U.S. District Judge Andrew S. Hanen on Friday stopped short of fully blocking a state law that prohibits government agencies from doing business with certain companies that boycott Israel. But his ruling said the free speech rights of A & R Engineering and Testing Inc. would be violated if its contract with the city included a clause saying the company will refrain from such a boycott. Hanen also said that Texas could not enforce its law against the company or the city.
A & R Engineering and Testing Inc. is being represented by the Council on American-Islamic Relations, a Muslim civil rights and advocacy organization. In a news conference Monday, the organization lauded Hanen’s decision but still pushed for the state’s anti-boycott law to be overturned.
“He acknowledged that that pro-Palestinian view is protected by the First Amendment,” said CAIR attorney Gadeir Abbas. “That may sound like little crumbs, but that’s a controversial take, and it’s a blessing.”
[…]
According to the lawsuit, in October, A & R was entering into a renewal contract with Houston when it was required to certify that it wouldn’t boycott Israel during the length of the contract. The company asked the city to take the stipulation out of the contract, but the city refused, citing state law.

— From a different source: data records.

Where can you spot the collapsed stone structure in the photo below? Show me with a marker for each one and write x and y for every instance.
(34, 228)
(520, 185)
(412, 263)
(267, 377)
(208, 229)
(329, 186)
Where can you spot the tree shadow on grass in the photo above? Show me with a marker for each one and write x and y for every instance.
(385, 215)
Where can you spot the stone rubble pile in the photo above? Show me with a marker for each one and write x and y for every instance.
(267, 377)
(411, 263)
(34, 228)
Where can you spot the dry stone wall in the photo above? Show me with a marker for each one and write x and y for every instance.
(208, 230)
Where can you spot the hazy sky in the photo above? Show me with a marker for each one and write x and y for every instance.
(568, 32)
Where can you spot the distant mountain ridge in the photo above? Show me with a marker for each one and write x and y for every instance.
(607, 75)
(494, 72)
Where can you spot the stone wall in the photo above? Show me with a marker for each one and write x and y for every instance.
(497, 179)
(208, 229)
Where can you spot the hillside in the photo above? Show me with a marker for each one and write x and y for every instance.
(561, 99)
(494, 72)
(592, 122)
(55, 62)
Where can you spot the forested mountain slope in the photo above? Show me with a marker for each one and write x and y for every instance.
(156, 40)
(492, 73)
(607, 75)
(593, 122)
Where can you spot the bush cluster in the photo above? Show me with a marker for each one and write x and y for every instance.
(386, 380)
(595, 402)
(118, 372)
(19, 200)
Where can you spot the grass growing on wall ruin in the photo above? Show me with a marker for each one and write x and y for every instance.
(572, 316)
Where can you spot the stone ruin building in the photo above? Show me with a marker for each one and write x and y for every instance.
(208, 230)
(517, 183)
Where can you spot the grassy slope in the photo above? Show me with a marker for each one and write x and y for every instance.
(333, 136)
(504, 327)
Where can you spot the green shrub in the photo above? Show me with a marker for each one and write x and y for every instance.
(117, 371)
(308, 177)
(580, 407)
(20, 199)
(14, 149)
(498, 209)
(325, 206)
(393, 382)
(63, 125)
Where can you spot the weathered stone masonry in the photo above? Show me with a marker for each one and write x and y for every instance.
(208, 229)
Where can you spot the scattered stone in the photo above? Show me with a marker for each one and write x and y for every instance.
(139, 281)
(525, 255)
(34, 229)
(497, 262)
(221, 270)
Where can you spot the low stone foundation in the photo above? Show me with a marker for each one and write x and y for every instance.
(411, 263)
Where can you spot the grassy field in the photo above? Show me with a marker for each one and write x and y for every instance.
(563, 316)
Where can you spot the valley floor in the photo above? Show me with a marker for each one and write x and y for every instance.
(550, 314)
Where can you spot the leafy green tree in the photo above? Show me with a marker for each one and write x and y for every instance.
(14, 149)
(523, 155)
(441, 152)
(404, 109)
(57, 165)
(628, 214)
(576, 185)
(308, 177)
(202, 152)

In court documents, the city of Houston had said it would follow the state law, but that it took no position on its constitutionality.
Texas passed an anti-BDS law in 2017. In 2019, it was rewritten to exclude individual contractors and only pertain to businesses with 10 or more full-time employees and when the contract is for $100,000 or more.

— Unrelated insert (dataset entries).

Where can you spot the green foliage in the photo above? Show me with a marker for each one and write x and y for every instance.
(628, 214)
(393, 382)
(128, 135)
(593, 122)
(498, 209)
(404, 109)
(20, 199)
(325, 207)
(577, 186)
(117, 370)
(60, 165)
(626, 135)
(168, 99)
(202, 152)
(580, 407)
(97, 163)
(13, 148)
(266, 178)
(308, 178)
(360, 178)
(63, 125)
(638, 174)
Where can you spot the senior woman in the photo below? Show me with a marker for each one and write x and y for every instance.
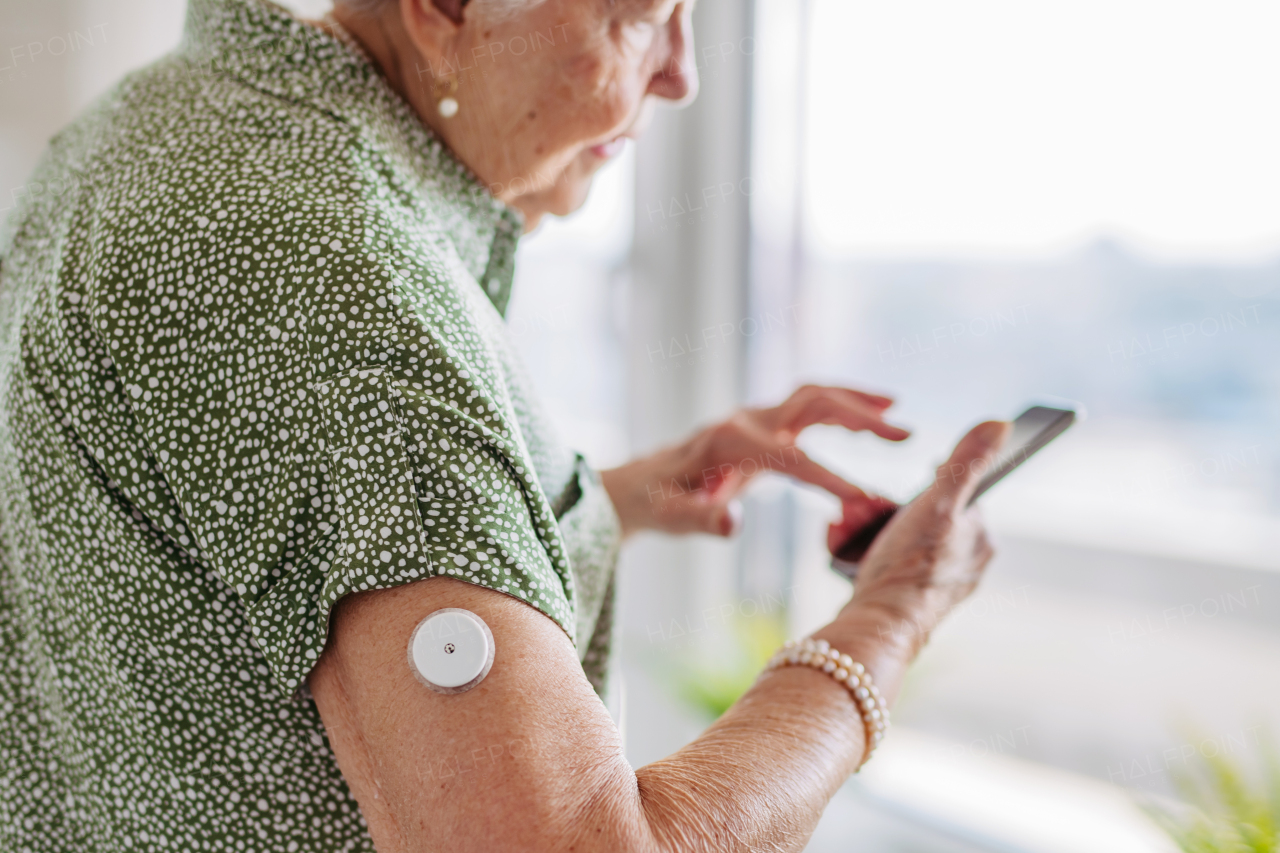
(259, 418)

Before the law was rewritten, a federal court temporarily blocked the original law statewide in a lawsuit involving a speech pathologist who worked in the Pflugerville Independent School District. In that case, the U.S. District Judge Robert Pitman ruled that the statute suppressed “unpopular ideas” and manipulated “the public debate through coercion rather than persuasion.”
See here and here for some background. Texas has of course appealed this to the Fifth Circuit, and who knows what those meshugganehs will do. This is an article of Republican faith now, so if we’re still an all-GOP state in 2023, you can be sure they’ll try again. The Chron has more.
I had to deal with this nonsense a few years back when arranging a multiple year service contract for one of the microscopes. A total and unnecessary pain in the ass.